Warum ich keine Jogginghose besitze


    Mit spitzer Feder …


    (Bild: zVg)

    Am Morgen eine Runde Pilates trainieren, danach den Einkauf erledigen und später im Homeoffice arbeiten. Alles im selben Outfit? Das ist auch für modische Menschen längst kein Problem mehr, dank einem Allrounder, der als Gewinner aus dem Lockdown hervorgegangen ist: die berüchtigte Jogginghose. Wahlweise auch Yoga-Pants oder Leggins. Was für den Sport gedacht war, ist längst im Alltag angekommen. Corona hat das Image der Jogginghose vollständig aufpoliert: Sie wurde zur Arbeitsuniform der Privilegierten, die im Homeoffice am Laptop sitzen.
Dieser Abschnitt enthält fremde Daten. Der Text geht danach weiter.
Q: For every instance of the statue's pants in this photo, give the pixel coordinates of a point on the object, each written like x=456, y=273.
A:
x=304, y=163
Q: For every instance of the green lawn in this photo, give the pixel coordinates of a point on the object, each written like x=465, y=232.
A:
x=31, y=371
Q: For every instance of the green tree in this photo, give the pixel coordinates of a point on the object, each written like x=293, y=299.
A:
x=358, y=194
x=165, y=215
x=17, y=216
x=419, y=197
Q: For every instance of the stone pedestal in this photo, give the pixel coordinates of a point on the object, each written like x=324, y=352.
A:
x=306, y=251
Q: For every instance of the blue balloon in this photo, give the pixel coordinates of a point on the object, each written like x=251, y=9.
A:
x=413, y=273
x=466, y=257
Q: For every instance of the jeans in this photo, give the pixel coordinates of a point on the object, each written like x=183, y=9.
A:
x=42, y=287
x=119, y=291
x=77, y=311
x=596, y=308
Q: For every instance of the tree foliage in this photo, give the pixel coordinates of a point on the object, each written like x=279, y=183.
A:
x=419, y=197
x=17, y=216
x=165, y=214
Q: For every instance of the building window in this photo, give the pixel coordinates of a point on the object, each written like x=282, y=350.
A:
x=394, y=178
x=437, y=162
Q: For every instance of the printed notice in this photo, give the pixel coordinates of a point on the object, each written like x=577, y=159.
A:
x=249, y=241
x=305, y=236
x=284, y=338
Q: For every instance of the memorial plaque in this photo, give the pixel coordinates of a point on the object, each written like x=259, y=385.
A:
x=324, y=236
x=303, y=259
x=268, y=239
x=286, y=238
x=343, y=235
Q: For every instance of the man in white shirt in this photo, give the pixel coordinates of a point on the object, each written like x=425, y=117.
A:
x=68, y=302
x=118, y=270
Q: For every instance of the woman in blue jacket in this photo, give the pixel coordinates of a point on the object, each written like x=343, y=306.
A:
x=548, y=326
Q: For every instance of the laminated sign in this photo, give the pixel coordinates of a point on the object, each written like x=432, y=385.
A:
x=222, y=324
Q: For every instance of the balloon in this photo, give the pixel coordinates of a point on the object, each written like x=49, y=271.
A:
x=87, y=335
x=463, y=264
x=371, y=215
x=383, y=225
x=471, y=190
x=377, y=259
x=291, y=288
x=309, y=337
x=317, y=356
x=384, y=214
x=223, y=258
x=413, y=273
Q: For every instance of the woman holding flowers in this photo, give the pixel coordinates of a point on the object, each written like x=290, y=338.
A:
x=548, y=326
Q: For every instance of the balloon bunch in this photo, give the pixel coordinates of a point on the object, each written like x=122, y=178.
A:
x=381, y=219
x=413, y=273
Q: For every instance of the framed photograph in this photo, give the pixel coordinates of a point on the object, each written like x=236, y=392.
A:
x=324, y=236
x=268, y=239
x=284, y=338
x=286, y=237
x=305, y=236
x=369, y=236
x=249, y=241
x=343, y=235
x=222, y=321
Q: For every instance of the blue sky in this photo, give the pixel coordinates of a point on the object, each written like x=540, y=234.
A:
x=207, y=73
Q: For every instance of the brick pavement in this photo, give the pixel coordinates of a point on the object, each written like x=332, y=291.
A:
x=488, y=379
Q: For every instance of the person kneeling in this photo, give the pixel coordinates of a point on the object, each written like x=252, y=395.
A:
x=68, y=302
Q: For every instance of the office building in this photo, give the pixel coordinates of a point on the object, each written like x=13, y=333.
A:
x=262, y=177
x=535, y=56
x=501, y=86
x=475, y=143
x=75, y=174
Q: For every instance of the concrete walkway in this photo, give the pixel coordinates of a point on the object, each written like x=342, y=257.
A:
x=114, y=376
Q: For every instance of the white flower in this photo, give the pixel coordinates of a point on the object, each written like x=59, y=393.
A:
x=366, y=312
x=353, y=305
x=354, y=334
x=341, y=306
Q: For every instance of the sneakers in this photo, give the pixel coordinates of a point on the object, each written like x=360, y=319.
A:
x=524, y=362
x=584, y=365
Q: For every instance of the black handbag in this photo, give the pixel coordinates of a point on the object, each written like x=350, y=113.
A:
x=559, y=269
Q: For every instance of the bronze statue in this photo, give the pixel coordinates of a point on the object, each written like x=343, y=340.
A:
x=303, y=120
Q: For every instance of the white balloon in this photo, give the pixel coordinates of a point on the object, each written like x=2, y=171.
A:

Was am Morgen aus dem Kasten gezogen wird, bleibt für die Kollegen unsichtbar, selbst in Videokonferenzen verschwindet die Jogginghose unter dem Arbeitstisch. Die Zeiten haben sich geändert und die Trainingshose hat sich als akzeptable «Cuasal Hosenform» etabliert, so heisst es eben erst kürzlich auf der Website der «Vogue». Sie ist schon längst zum verhätschelten Adoptivkind der Luxusmode-Industrie geworden. Keiner muss sich mehr in dieser Wabbelhose schämen, wenn er – wo auch immer – auf «korrekt gekleidet» Arbeits- und Stadtmenschen treffen sollte. Ja, es ist unglaublich, aber es gibt sie tatsächlich, die leidenschaftlichen Befürworter und bekennenden Träger dieser Hose.

    Aber es gibt natürlich auch Kritiker der behaglichen und wohligen Bekleidungsform. Wie sagte doch der deutsche Designer und Modezar Karl Lager vor einigen Jahren in einer Talkrunde bei Markus Lanz: «Wer eine Jogginghose trägt, hat die Kontrolle über sein Leben verloren». Als heftige Gegnerin der Jogginghose kann ich dem grossartigen Künstler und Stylist nur beipflichten «So ist es !» Ich habe noch nie eine besessen und werde es auch nie tun! Nicht nur das: auch keine Pyjamahose oder andere comfy wear. Nie und nimmer würde ich eine Jogginghose tragen, weder im Spitalbett, noch im Trainingsraum der Reha, geschweige sonst zu irgendeinem Zeitpunkt in meinem Leben. Denn eine Jogginghose ist für mich der Inbegriff von Chaos, Zerfall, Zerstörung und Agonie – alles Attribute, die ich nicht mag. Ich bin ein gut organisierter Mensch mit perfekt geführtem Terminkalender, der während 365 Tage den Wecker auf 5.30 Uhr gestellt hat und innerhalb von zehn Minuten nach dem Aufwachen das Bett verlässt. Es ist für mich selbstverständlich, dass meine Wohnung jederzeit blitzblank geputzt und sorgfältig aufgeräumt ist, und ich mich immer anziehe, als ob ich zu einem wichtigen Termin gehen würde. Schöne Kleider sind nicht nur eine grosse Leidenschaft von mir, sondern auch ein Ausdruck von Respekt und Wertschätzung sowohl gegenüber mir selbst als auch gegenüber meinen Mitmenschen. Ein gut gekleideter Auftritt hat mit Selbstliebe, Selbstwert sowie mit Lebensfreude zu tun. Sie können mich jetzt als Spiesserin, Spassverderberin oder Perfektionisten abtun – was ich bei weitem nicht bin. Auch ich habe meine dunklen Stunden, aber bestimmt ohne Jogginghose.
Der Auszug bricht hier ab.